For each haplotype block, a panel of markers sufficient to maximize genetic information content was available. Excluding Ala457Pro, the number of SNPs available for the three haplotype blocks were 8, 8, and 9 for blocks 1, 2, and 3, respectively. Knowing this, the value of additional SNP markers for haplotype diversity (informativeness) can then be evaluated. We began with the haplotypes derived from all available markers in the block and successively subtracted markers, first subtracting markers that resulted in no change whatever in haplotype diversity and then subtracting markers which changed diversity in the most minimal fashion and so on until we were left with a single, independent, highest heterozygosity SNP marker. The figures graphically depict a reversal of this process, showing that diversity can be maximized using a smaller group of tag SNPs selected from a larger panel. After each marker addition using the pathway determined by the subtraction analysis, haplotype frequencies, and diplotype heterozygosity, the chosen measure of diversity were recalculated. At some point for each haplotype block and each population, the addition of a new SNP marker did not appreciably increase diversity, as shown in Fig. 2.

Fig. 2a–c
figure 2

Effect of successively adding optimal SNPs on haplotype diversity in four populations. The successive addition of SNPs determined by the subtraction path, which maximally retained haplotype diversity, identifies a minimal set of tag SNPs to maximize diversity (diplotype heterozygosity) within SLC6A2 haplotype blocks (ac) in four populations

The required number of tag SNPs varies according to the haplotype diversity of the region (and population) and the information content of the markers available. Haplotype diversity in block 1 was greatest in African Americans, and to maximize it, more markers were needed (5–6 markers).
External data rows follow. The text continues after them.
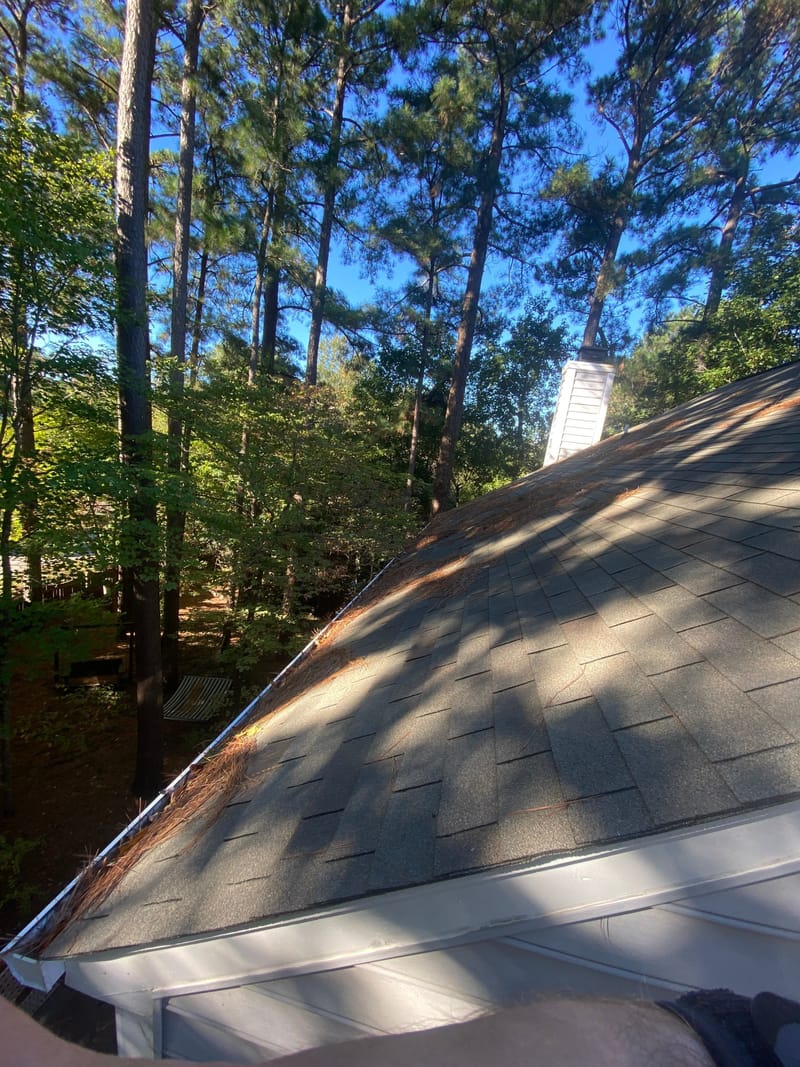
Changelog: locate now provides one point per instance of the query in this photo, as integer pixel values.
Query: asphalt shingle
(617, 652)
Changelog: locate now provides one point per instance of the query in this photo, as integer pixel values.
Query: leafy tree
(500, 48)
(515, 389)
(140, 542)
(756, 115)
(179, 309)
(659, 91)
(53, 260)
(360, 49)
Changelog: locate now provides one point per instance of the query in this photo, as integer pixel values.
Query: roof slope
(603, 650)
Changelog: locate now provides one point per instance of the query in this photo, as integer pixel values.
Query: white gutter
(44, 974)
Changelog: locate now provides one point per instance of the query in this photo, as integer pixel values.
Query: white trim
(657, 870)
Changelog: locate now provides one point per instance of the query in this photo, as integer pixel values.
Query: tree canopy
(355, 243)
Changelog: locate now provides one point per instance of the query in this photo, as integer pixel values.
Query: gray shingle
(541, 632)
(700, 577)
(468, 850)
(777, 573)
(591, 639)
(675, 780)
(559, 677)
(472, 704)
(624, 694)
(642, 579)
(781, 542)
(782, 702)
(741, 655)
(620, 814)
(721, 718)
(358, 829)
(528, 784)
(764, 775)
(591, 578)
(405, 851)
(680, 608)
(585, 750)
(424, 753)
(617, 605)
(530, 833)
(570, 605)
(720, 552)
(654, 646)
(469, 789)
(510, 666)
(761, 610)
(520, 727)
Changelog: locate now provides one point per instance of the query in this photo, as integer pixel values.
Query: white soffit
(657, 870)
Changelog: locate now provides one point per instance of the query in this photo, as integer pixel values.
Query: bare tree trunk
(420, 380)
(141, 534)
(329, 200)
(176, 513)
(604, 281)
(6, 608)
(24, 419)
(723, 256)
(255, 345)
(465, 335)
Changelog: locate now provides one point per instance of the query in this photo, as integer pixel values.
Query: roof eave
(638, 874)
For the other populations, 2–3 markers sufficed for block 1, but the optimal markers differed across populations. Thus, each SNP had different information content in different populations. For association/linkage studies, different tag SNPs could be used in different target populations. Alternatively, the entire panel of 25 SNPs could be applied to reliably capture haplotype diversity across populations. As illustrated in Fig. 2, genotyping larger panels of markers yields a steadily diminishing return, but another purpose of this approach is to capture more information on certain rarer haplotypes. The focus of haplotype-based genetic association studies has been the detection of effects of moderately abundant loci, because haplotypes and functional alleles of low frequency are not well represented in small datasets. However, power increases in larger datasets that may be available for certain noradrenergic related phenotypes, for example, diseases such as hypertension and mood disorders, which are readily diagnosed and which afflict very large segments of populations.
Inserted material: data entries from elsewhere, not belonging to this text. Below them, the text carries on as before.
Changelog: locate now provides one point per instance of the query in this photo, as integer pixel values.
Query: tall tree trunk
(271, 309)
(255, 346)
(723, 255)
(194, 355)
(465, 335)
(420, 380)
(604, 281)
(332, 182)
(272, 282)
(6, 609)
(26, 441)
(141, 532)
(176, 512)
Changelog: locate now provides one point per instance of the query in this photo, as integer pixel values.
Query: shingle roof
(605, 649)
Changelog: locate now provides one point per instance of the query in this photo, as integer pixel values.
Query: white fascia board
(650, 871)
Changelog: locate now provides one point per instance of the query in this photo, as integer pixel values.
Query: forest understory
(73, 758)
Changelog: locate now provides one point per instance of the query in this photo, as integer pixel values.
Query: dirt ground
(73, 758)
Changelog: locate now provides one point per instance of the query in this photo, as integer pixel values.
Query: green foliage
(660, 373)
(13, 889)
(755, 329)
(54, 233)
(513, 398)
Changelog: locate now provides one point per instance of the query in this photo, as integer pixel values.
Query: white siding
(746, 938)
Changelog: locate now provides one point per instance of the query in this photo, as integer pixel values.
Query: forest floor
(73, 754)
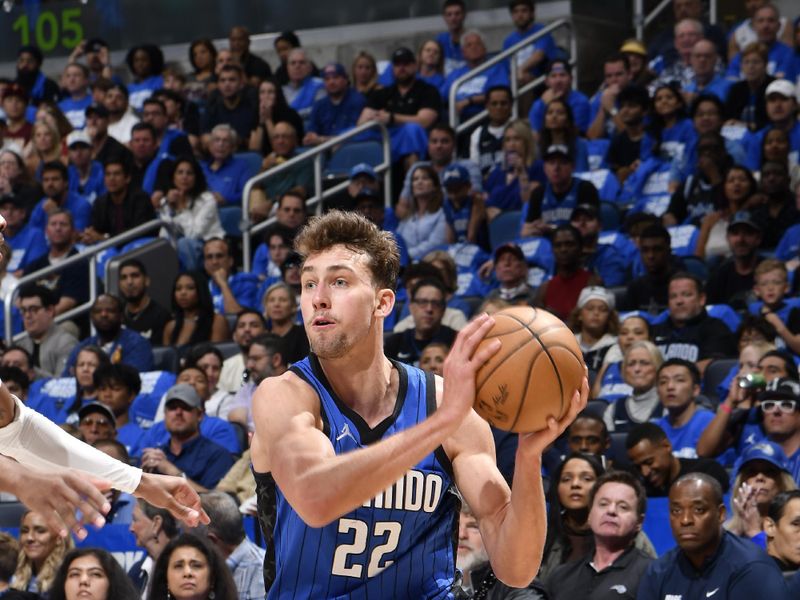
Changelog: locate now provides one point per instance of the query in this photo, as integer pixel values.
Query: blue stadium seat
(504, 228)
(349, 155)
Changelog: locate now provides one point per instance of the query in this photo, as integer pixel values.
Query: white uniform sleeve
(34, 440)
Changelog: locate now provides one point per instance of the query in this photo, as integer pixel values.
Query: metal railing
(516, 91)
(317, 155)
(642, 20)
(89, 254)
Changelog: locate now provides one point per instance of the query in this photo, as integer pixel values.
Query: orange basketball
(535, 373)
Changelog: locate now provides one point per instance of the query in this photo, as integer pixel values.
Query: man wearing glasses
(427, 305)
(47, 343)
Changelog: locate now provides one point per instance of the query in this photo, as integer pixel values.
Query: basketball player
(363, 460)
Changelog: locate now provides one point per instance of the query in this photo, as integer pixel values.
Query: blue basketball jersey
(400, 544)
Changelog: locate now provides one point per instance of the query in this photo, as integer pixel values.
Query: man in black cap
(732, 281)
(337, 111)
(552, 204)
(409, 106)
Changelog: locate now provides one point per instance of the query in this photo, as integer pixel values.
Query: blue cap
(363, 169)
(455, 174)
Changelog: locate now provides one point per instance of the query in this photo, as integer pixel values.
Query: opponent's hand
(174, 494)
(462, 364)
(58, 496)
(537, 442)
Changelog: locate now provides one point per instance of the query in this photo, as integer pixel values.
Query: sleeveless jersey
(400, 544)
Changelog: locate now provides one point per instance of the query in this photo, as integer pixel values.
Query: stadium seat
(349, 155)
(504, 228)
(165, 358)
(715, 373)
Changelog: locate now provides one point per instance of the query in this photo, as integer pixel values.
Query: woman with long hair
(272, 109)
(426, 226)
(280, 311)
(43, 550)
(189, 568)
(192, 209)
(91, 574)
(193, 317)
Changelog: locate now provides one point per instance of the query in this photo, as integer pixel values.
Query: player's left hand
(174, 494)
(537, 442)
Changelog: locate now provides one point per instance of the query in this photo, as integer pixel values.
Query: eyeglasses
(786, 406)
For SLC6A2, the 25-locus SNP panel defines a three-block LD structure across the entire gene region and would be sufficient to capture the signal of any moderately abundant SNP. For example, A1287G is the marker most extensively used in NET linkage studies, and this SNP is located in block 2, for which the SLC6A2 SNP panel includes another seven markers in addition to A1287G. When A1287G is excluded, 99% of the information content of block 2 is still captured.

In conclusion, the SLC6A2 haplotype map and marker panel are a comprehensive tool for genetic linkage studies on phenotypes related to noradrenergic function. This map is a surrogate for moderately abundant effective alleles, which may be unknown or unrecognized as functional.